Üniversiteler okutulan dili vatandaş anlamaz. Aydınlar, dil olarak vatandaşın seviyesine inmeyi nüzul addederler. O zaman, halkı eğiterek, aydın ile halk arasındaki dil uyuşmazlığını gidermek, üniversite ve maarifin görevidir. Bu konuda Prof. Dr. Osman Turan Hoca, “Din ve Laiklik” adlı Kitabında şöyle diyor; ”Türkiye’de profesörler ve muallimler, hep devlet memuru olduğundan ve orada bizim anladığımız manada bir hürriyet bulunmadığından, birileri bu harekete muhalefet eder veya gülünç duruma getirmek için, diğer dillerden alıntı yapar ya da “uyduruk kelimeler” üretir…
Bütün bu faaliyetlerin amacı;
1-Türk milletinin mazisi ile bağlantısını kesmek, Osmanlıdan ve İslam’dan kalan her şeyi kazmak, yok etmek.
2-Avrupa milletleri arasından öyle kabul edilmek gayreti
3-Sorgulamaktan uzak, düşünemeyen dar ve abes bir milliyetçilik ile solcu gazeteler,
“Türk Yurdu, Türk Aydınlar Ocağı ve Türk Ocakları” bu amaçlarla kurulmuştu.
Anneler-babalar, sevgililer ve diğer bir çok günler yaparız ama bir türlü “DİL BAYRAMI” yapmıyoruz…
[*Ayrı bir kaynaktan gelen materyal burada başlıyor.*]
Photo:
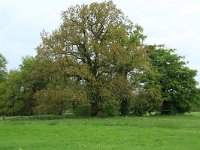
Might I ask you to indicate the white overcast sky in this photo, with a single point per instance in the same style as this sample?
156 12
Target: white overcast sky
175 23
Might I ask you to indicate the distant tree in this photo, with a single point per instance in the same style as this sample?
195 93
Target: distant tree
3 70
18 89
178 85
99 53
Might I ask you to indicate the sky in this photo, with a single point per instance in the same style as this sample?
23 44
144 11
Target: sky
175 23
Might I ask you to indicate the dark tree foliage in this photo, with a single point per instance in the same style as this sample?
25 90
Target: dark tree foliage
178 85
99 52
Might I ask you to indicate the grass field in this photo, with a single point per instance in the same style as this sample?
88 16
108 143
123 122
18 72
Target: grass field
121 133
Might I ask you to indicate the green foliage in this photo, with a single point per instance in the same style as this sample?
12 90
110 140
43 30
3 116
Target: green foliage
95 64
3 71
18 89
178 85
94 47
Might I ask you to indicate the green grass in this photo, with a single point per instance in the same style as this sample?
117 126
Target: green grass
121 133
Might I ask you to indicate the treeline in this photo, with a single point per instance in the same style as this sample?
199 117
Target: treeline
96 64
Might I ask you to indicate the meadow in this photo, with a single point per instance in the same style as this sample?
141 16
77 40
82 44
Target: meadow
181 132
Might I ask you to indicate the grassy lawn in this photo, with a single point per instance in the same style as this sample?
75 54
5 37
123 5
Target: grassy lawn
122 133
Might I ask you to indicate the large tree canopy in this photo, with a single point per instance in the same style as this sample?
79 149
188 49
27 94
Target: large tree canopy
178 85
96 64
97 52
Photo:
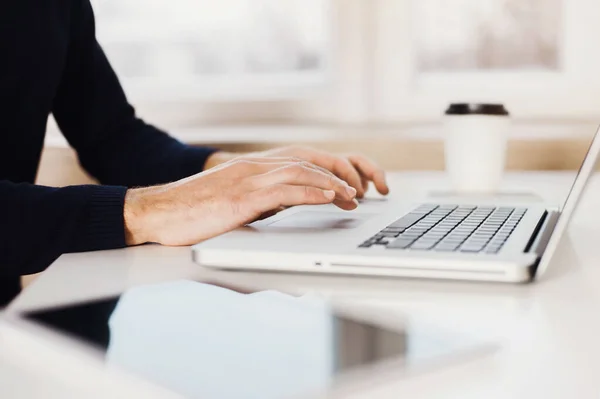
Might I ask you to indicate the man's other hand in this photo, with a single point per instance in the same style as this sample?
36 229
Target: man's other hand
228 196
356 170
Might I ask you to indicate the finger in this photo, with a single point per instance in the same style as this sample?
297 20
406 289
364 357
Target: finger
341 167
302 174
371 171
365 183
278 195
346 205
256 165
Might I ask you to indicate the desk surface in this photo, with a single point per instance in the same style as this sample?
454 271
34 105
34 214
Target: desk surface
548 332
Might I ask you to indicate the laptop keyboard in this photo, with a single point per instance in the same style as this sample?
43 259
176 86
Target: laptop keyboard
450 228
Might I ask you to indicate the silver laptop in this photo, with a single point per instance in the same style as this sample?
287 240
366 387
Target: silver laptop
381 238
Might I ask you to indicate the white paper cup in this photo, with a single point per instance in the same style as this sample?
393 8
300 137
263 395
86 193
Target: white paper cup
475 138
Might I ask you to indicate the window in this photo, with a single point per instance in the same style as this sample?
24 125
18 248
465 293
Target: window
216 50
538 57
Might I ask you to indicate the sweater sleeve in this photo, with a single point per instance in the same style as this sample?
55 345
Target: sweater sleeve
91 109
41 223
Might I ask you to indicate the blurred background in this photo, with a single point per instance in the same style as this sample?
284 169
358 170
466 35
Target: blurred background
350 75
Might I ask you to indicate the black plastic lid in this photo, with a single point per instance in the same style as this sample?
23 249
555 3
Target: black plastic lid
476 109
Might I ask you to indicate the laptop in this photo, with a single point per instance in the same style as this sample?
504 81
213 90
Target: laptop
465 241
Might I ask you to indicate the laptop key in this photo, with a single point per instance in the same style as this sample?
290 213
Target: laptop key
400 244
406 221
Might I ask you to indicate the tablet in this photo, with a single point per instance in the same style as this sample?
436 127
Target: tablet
202 340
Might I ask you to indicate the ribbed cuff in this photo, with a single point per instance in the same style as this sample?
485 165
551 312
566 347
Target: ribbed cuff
103 226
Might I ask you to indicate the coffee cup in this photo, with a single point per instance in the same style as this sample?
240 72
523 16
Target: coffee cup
475 141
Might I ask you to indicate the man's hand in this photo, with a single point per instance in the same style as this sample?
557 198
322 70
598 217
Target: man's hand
228 196
356 170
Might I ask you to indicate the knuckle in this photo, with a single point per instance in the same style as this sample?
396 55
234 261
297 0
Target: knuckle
295 170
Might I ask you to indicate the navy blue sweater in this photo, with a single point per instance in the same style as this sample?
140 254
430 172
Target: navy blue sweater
50 62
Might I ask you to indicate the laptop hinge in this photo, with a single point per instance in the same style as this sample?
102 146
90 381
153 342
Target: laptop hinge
542 233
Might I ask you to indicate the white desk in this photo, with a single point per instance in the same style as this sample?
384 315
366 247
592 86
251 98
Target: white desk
549 332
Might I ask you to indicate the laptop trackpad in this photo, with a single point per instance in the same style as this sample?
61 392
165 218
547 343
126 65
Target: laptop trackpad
322 220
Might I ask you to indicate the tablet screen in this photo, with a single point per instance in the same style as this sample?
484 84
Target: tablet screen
206 340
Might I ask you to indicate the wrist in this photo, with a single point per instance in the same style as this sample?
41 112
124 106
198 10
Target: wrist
218 158
134 215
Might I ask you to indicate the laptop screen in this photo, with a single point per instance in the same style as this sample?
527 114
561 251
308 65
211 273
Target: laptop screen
585 171
210 341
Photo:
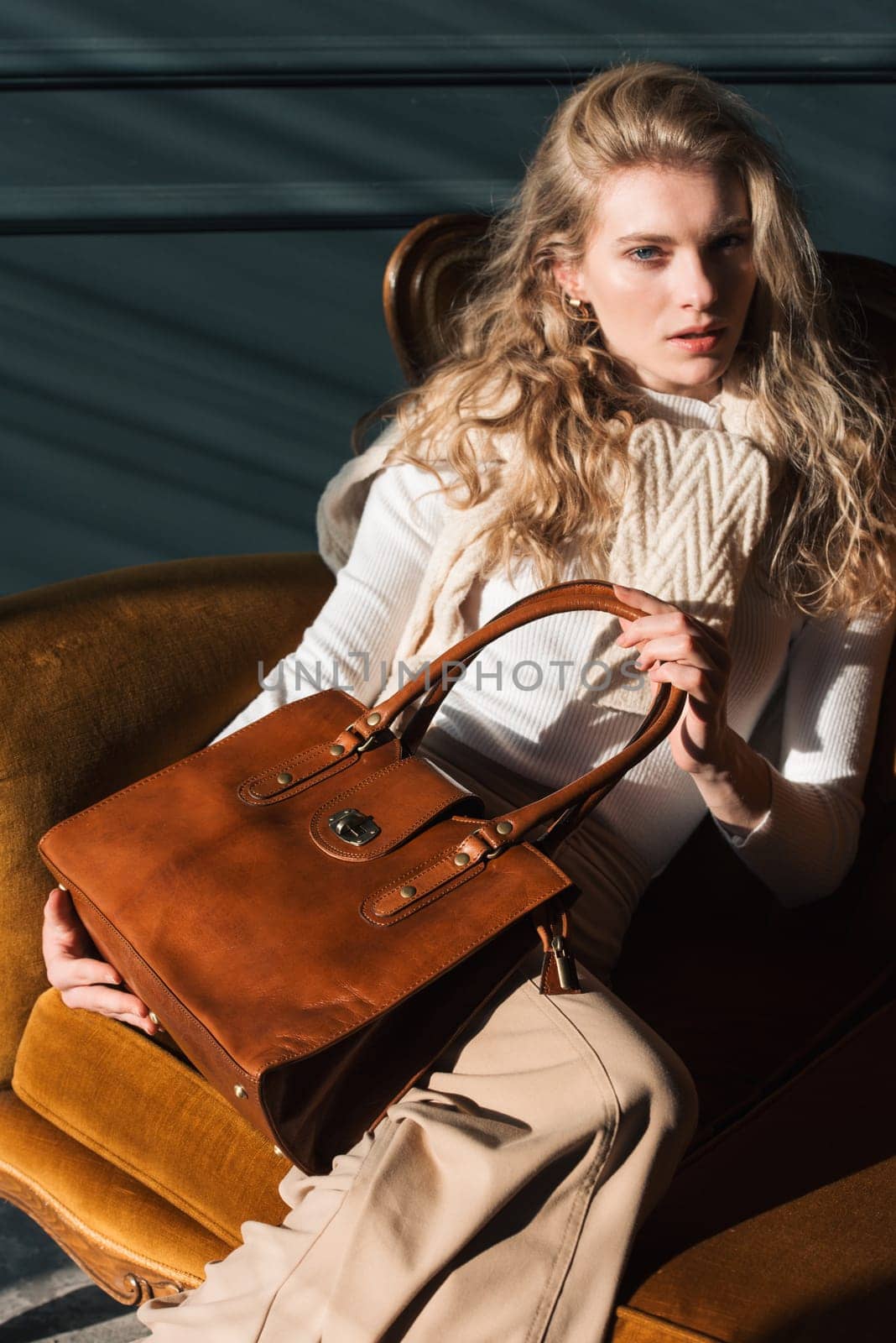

Netice; dil, ölürse millet ölür. O zaman senin ne milliyetçiliğin kalır ne de Kemalistliğin taklit etme, kendin ol…
Sokak isimleri ve esnaf tabelaları, yazı ve konuşma dili Türkçe olmalı. Maarif uyuyor bari vatandaş sen uyuma…
Diline, medeniyetine ve tarihine sahip çık!